TL;DR It is allowed because it is informal, and yes you are expected to infer it from context. I've given some thoughts as to why some of the ambiguity might have arisen: the same reasons that people shortcut anything in communication! We can live with this in mathematical communication between people but not for programming.

ANSWER TO YOUR EDIT QUESTION:

You asked why we define functions using variables like $x$ and $y$ instead of defining them without reference to any variables. Now if your question was one of differentiating

$$f =_{def} \lambda x. \lambda y. 2x+y$$

from

$$f(x,y) =_{def} 2x+y$$

then the answer is that the second is probably easier to write. However, we can do something more interesting, as is done in the programming language Clojure: let %1 be the first argument to the function, and %2 be the second argument, and so on, and define the brackets #( and ) to wrap a function expression. Now we can write:

$$f =_{def} \#(2(\%1) +\%2)$$

and in fact we can use anonymous function expressions. That particular notation might be a but ugly, but I would encourage you to try to invent a nice notation, and change the world for the better. If it catches on, that is.
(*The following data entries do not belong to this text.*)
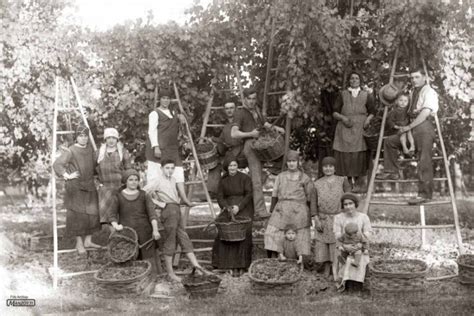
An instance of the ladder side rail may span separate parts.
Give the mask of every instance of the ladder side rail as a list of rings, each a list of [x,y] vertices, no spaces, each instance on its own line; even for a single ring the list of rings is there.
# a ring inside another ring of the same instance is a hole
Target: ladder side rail
[[[184,114],[185,113],[184,108],[183,108],[183,105],[181,103],[181,99],[179,97],[178,87],[176,86],[175,82],[173,82],[173,88],[174,88],[174,93],[176,95],[176,99],[177,99],[177,102],[178,102],[179,110],[181,111],[181,113]],[[204,174],[203,174],[202,169],[201,169],[201,164],[199,163],[199,159],[197,159],[197,152],[196,152],[196,147],[194,146],[193,135],[191,134],[191,130],[189,129],[189,125],[188,125],[187,120],[185,121],[184,125],[186,127],[186,133],[188,134],[189,141],[191,142],[191,150],[192,150],[193,156],[195,158],[196,169],[198,171],[198,175],[200,177],[202,186],[204,188],[204,193],[206,195],[206,200],[209,203],[209,209],[211,210],[212,217],[216,218],[216,212],[214,210],[214,205],[212,204],[211,196],[209,195],[209,191],[207,190],[206,181],[204,181]]]
[[[263,89],[263,104],[262,104],[262,115],[263,117],[267,116],[267,107],[268,107],[268,92],[270,92],[270,76],[271,68],[273,65],[273,52],[275,45],[275,19],[272,19],[272,28],[270,31],[270,44],[268,44],[268,56],[267,56],[267,70],[265,73],[265,86]]]
[[[201,138],[206,137],[207,124],[209,123],[209,116],[211,115],[211,107],[212,107],[213,102],[214,102],[214,88],[211,88],[211,95],[209,97],[209,101],[207,102],[206,111],[204,111],[204,115],[203,115],[201,135],[200,135]]]
[[[56,159],[57,147],[57,127],[58,127],[58,98],[59,98],[59,77],[56,76],[54,93],[54,114],[53,114],[53,144],[51,149],[51,202],[53,208],[53,289],[58,288],[58,216],[56,211],[56,175],[53,164]]]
Most times, functions can be defined by an expression (e.g., $2x+5$), because using the expression we can guess many things about the function (like its domain, and the "rule" for getting an output given an input). The phrasing "$f(x)$" is just a generic expression.

Also, context and notation helps a lot, so if you are reading a book about vector spaces, you know that when the author says

the function $Ax+b$

he really means something like:

the function $f:E\to F,x\mapsto Ax+b$, where $E$ and $F$ are vector spaces, $b\in F$ and $A$ is a matrix.
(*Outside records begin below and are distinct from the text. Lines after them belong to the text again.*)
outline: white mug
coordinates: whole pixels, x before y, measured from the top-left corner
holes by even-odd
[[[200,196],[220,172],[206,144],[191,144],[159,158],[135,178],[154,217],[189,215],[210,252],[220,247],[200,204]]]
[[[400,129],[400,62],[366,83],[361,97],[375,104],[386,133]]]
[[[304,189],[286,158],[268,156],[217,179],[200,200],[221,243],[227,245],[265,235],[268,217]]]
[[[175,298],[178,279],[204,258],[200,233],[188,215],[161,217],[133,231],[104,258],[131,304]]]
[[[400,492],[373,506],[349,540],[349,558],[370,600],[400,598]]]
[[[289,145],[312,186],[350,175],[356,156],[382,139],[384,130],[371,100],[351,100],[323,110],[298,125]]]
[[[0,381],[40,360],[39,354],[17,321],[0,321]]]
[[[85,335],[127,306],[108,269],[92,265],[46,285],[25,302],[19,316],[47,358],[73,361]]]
You might even know that $E=F$, or that $E=\mathbb R^n$, or something like that. Anyway, as you can see, the first is much simpler.
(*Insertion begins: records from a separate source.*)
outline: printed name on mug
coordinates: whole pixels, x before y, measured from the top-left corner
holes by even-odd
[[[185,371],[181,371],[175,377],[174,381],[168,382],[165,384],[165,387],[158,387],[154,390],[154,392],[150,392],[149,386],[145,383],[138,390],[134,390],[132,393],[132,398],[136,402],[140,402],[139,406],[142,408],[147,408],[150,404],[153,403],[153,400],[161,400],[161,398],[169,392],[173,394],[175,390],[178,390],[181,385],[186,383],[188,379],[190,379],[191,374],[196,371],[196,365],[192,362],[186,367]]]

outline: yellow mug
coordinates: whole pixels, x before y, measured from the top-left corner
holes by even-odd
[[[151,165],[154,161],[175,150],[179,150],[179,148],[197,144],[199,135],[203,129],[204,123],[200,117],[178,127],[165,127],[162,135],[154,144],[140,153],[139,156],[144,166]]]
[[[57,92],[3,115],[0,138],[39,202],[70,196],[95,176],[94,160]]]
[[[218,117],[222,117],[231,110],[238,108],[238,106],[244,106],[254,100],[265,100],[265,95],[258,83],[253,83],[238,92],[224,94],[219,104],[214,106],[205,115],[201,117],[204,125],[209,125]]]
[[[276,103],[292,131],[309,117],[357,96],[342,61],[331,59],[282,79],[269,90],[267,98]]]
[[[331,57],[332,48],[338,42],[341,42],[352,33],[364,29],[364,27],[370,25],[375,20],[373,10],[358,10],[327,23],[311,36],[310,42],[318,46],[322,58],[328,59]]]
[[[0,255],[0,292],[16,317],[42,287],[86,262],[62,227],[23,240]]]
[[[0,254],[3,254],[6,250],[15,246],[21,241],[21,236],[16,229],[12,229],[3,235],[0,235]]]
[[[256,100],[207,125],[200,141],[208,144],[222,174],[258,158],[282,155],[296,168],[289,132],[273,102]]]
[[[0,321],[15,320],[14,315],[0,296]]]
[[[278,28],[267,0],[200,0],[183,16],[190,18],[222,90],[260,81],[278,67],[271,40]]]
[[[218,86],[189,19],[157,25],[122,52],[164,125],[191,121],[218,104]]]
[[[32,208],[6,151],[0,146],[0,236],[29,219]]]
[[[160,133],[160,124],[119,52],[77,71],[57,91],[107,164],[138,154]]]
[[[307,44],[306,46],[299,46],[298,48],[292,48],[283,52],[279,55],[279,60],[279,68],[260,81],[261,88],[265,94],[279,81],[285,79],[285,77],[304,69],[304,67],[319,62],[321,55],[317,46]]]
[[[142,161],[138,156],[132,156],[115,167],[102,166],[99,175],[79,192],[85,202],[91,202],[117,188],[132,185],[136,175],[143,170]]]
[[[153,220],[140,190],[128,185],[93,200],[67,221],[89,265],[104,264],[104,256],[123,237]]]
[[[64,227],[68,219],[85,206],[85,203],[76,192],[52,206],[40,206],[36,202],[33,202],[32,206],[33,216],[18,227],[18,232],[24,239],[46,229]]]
As for the derivatives, you can differentiate an expression. I've never seen a formalization of this, but people do write $$\frac{d}{dx}\left\{2x^2 + 3x + 5\right\}=4x+3$$ without ever mentioning functions. So that $df(x)/dx$ is an expression, and $df/dx$ is a function $df/dx:D\to Y$, where $D$ is the set of points where $f$ is differentiable, and $Y$ is $\mathbb R$, or more generally, a space of linear operators.

EDIT: as for your added question, you can define a function without mentioning a variable ("Let $f$ be the function that takes a real number and gives the quintuple of its square"), but usually, it's easier to write "Let $f(x)=5x^2$". Also, the expression "$5x^2$" is much more familiar for most readers than writing "the quintuple of the square of a real number".